Le temps des fêtes approche à grands pas, au grand bonheur de plusieurs. Mais pour certains, cette période n’est pas synonyme de joie, de retrouvailles familiales ni de détente. Pendant longtemps, je faisais partie de cette deuxième catégorie.
Il y a six Noëls, ma vision de cette fête était bien différente. Mon « succès » se mesurait par le nombre de plats que j’évitais, par la quantité de repas que je parvenais à fuir. Je n’ai que très peu de souvenirs de cette année-là, à l’exception de l’angoisse constante qui m’accompagnait et du tourbillon de mensonges que je tissais pour esquiver les repas trop copieux.

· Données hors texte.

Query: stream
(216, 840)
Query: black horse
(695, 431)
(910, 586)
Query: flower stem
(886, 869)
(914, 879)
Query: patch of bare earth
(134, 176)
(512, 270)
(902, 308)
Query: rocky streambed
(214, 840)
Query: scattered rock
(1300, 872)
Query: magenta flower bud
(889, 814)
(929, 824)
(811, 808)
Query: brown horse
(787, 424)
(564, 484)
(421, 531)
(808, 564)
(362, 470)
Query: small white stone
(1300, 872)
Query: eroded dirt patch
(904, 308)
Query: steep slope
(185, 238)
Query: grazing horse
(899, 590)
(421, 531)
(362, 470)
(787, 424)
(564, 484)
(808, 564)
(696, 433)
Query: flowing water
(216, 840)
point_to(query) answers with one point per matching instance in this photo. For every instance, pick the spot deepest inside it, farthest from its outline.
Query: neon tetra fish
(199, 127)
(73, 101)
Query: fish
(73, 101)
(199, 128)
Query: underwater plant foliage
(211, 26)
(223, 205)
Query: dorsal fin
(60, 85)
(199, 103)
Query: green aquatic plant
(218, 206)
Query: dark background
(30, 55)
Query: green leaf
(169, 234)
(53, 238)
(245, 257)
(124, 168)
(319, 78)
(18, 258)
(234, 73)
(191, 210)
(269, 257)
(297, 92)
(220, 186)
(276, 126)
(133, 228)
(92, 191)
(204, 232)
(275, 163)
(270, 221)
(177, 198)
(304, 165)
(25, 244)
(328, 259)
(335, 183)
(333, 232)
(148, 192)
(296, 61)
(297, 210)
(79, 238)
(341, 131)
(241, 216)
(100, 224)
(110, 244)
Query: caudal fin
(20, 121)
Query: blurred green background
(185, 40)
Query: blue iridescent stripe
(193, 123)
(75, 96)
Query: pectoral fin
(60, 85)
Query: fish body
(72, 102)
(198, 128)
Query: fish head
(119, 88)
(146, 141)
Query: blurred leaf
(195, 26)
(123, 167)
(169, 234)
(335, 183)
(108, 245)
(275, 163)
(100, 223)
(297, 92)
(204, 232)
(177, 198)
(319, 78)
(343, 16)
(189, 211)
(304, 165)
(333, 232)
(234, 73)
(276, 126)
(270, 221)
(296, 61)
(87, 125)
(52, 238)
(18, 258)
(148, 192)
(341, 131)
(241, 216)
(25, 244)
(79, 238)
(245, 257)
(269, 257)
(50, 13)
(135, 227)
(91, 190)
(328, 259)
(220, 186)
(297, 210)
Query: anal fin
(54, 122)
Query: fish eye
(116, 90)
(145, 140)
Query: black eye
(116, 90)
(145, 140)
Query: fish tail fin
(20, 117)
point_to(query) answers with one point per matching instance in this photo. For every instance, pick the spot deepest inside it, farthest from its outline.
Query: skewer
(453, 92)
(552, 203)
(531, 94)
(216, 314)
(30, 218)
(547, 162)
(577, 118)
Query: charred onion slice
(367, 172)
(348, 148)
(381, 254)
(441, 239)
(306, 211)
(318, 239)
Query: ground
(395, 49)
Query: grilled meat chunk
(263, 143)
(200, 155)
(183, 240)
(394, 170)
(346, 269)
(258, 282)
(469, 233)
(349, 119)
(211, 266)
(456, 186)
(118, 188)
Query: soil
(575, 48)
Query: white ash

C’était un combat silencieux, épuisant et solitaire.
Il y a quatre Noëls, j’ai décidé de réécrire cette histoire : mais effacer des années de comportements profondément ancrés n’a pas été simple. À chaque repas, mon esprit me criait de ne pas trahir mes habitudes, de ne surtout pas me « laisser aller ». Peu à peu, la culpabilité s’est dissipée, mais chaque petit progrès était une victoire durement acquise.
Il y a deux Noëls, la bataille était enfin terminée. Après des années de travail constant, de petites victoires et d’efforts incessants, je retrouvais doucement mes petits bonheurs d’enfant – comme un chocolat chaud lors d’une marche, ou la traditionnelle fondue de mes parents. Sans crainte, ni jugement.
Cette année, je me considère chanceuse de pouvoir profiter pleinement des fêtes, sans me soucier de mon assiette ni du regard des autres. Mais je n’oublie pas les épreuves des années passées, et c’est pourquoi il me semble essentiel d’adresser certaines réalités.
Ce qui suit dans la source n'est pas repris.